Lithium plays an essential role in global decarbonisation as lithium-based batteries are widely used in renewable energy and electric vehicles. The so-called “Lithium Triangle” extends over part of Chile, Argentina, and Bolivia, and holds around half of the world’s estimated reserves of lithium in the “salars”. Lithium extraction in this arid region raises challenges for the socio-ecological systems, which include fragile ecosystems and indigenous communities. Addressing these challenges requires companies to operationalise sustainability goals assuring continuous improvement of social and environmental performance, for which mining companies usually use socio-environmental management instruments. The question of whether these instruments are adequate to address the main social and environmental issues considering the particularities of this extractive activity taking place in unique geographic settings remains to be assessed. This project aims to understand the main socio-environmental issues associated with lithium extraction in the Lithium Triangle; and, through case studies, to assess whether existing socio-environmental assessment instruments are adequate for this activity and the complexity of this region.

Speaker: Enrico Scarpa

Date: Thursday 9th of November 2023, 1:15pm.

Abstract:

Starting from the 1990s, channel modeling research has been exploring how to replicate channel systems and examining the influence of modeling parameters on hydrocarbon recovery. Today, amid our strong commitment to ecological transitions, some of these investigations are shifting toward applications in CO2 storage and geothermal energy production. However, little attention has been directed towards understanding how facies elements within deposits affect the flow and heat transfer in geothermal energy systems.
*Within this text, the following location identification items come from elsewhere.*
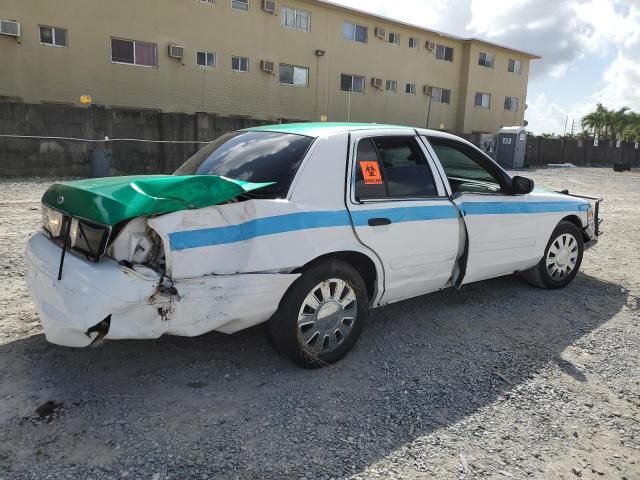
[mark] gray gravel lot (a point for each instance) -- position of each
(498, 380)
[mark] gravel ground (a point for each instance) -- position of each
(498, 380)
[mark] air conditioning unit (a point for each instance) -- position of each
(176, 51)
(269, 6)
(9, 27)
(267, 66)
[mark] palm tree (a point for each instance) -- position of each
(631, 130)
(596, 121)
(618, 120)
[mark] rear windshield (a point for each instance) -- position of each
(253, 157)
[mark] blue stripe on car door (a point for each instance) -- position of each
(324, 219)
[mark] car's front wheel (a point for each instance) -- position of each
(562, 258)
(321, 316)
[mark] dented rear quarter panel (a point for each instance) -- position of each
(275, 236)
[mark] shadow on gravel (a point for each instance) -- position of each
(228, 405)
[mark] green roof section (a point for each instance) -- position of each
(320, 129)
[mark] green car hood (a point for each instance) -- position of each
(111, 200)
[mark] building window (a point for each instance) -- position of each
(240, 64)
(355, 33)
(483, 100)
(391, 86)
(352, 83)
(134, 52)
(206, 59)
(486, 59)
(441, 95)
(54, 36)
(515, 66)
(294, 18)
(511, 103)
(444, 53)
(240, 4)
(394, 38)
(294, 75)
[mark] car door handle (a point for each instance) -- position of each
(377, 222)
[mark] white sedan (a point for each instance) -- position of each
(303, 226)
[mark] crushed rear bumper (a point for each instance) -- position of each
(89, 293)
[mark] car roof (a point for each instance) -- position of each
(324, 129)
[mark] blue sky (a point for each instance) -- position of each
(590, 48)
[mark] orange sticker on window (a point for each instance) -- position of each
(371, 172)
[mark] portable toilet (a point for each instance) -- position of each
(511, 147)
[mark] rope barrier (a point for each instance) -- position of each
(106, 140)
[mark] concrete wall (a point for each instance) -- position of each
(542, 151)
(27, 157)
(37, 73)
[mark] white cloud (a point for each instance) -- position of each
(622, 79)
(545, 117)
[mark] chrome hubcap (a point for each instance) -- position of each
(327, 315)
(562, 256)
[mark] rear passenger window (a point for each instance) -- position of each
(392, 167)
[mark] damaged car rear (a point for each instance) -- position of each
(303, 226)
(103, 267)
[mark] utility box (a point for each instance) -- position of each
(511, 147)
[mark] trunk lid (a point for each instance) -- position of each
(110, 200)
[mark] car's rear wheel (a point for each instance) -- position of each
(321, 316)
(562, 258)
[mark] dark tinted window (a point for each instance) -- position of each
(254, 157)
(465, 173)
(403, 169)
(369, 176)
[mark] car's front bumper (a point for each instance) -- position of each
(135, 307)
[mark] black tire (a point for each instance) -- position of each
(539, 275)
(283, 328)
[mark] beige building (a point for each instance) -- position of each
(293, 59)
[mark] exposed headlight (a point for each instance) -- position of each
(88, 238)
(52, 221)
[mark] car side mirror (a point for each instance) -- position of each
(521, 185)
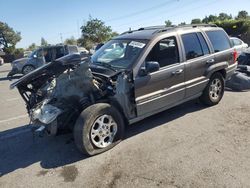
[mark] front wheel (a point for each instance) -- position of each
(98, 128)
(214, 91)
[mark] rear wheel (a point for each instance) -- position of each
(27, 69)
(98, 128)
(214, 91)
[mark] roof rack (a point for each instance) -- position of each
(162, 28)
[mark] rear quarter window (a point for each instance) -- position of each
(219, 40)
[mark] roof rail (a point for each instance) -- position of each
(162, 28)
(197, 25)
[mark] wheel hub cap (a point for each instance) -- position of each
(215, 89)
(103, 131)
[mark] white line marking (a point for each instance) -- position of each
(16, 133)
(12, 99)
(14, 118)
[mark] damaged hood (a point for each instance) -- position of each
(49, 70)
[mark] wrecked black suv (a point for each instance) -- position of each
(133, 76)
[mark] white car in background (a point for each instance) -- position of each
(239, 45)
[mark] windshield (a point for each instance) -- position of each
(118, 53)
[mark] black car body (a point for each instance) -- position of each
(133, 76)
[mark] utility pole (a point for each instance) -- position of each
(61, 38)
(78, 29)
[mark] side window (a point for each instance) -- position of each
(48, 54)
(204, 45)
(237, 42)
(39, 53)
(192, 46)
(219, 40)
(165, 52)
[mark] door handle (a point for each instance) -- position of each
(210, 61)
(180, 71)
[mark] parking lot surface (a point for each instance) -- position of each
(187, 146)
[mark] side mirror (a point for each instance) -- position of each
(150, 66)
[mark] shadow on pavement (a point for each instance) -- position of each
(23, 150)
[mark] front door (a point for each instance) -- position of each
(165, 87)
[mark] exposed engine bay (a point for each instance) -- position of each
(56, 93)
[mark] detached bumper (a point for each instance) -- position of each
(40, 129)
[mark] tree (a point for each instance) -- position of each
(8, 37)
(93, 32)
(242, 15)
(32, 47)
(70, 41)
(182, 23)
(168, 23)
(196, 21)
(44, 42)
(209, 19)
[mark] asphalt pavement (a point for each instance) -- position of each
(187, 146)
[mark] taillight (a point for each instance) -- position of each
(235, 54)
Often, small-scale heterogeneities in rock types are not represented in reservoir modeling due to the complexity of the geological models and the lack of data. This oversight leads to neglecting the reservoir connectivity of channel deposits. To tackle this absence, I aim to analyze how layers of shale within turbidite channels impact the performance of geothermal reservoirs. By using an appropriate stratigraphic grid setup, the volumes of the channels and the shale layers are preserved, allowing for the stochastic simulation of physical properties. Consequently, I will explore two geological scenarios: one with varied channels and another incorporating varied channels with shale layers. Using simple dynamic measurements, I will quantify the flow outcomes and compare these models. Results show that shale layers affect energy production, but the time for thermal breakthrough remains steady in both scenarios. This preliminary investigation prompts the inquiry of whether enhanced model realism is necessary for geothermal energy extraction.

Speaker: Jeremie Giraud

Date: Wednesday 8th of November 2023, 1:15pm.

Abstract:

This seminar will be divided into two main parts: In the first part, I will present an updated version of abstract S1214 that I presented in August at the IAMG 2023 Annual Meeting (Trondheim): I will introduce a trans-dimensional inversion technique for 3D gravity inversion, extending a multi-level set approach using signed-distance functions to model rock unit interfaces. It accommodates an unknown number of rock units through a birth-and-death process, allowing the addition or removal of units. It also allows the recovery of rock unit geometry and densities. In this presentation, I will show an application example in an undercover imaging scenario using data from the Boulia region (Queensland, Australia). Results suggest the presence of rock units concealed from surface geology and show the potential for the method to recover hidden geological features. In the second part, I will present some the non-scientific things I learned through my now-completed Marie Skłodowska-Curie Fellowship. The work that I will present was funded by the European Union's Horizon 2020 research and innovation program under the Marie Skłodowska-Curie grant agreement No. 101032994.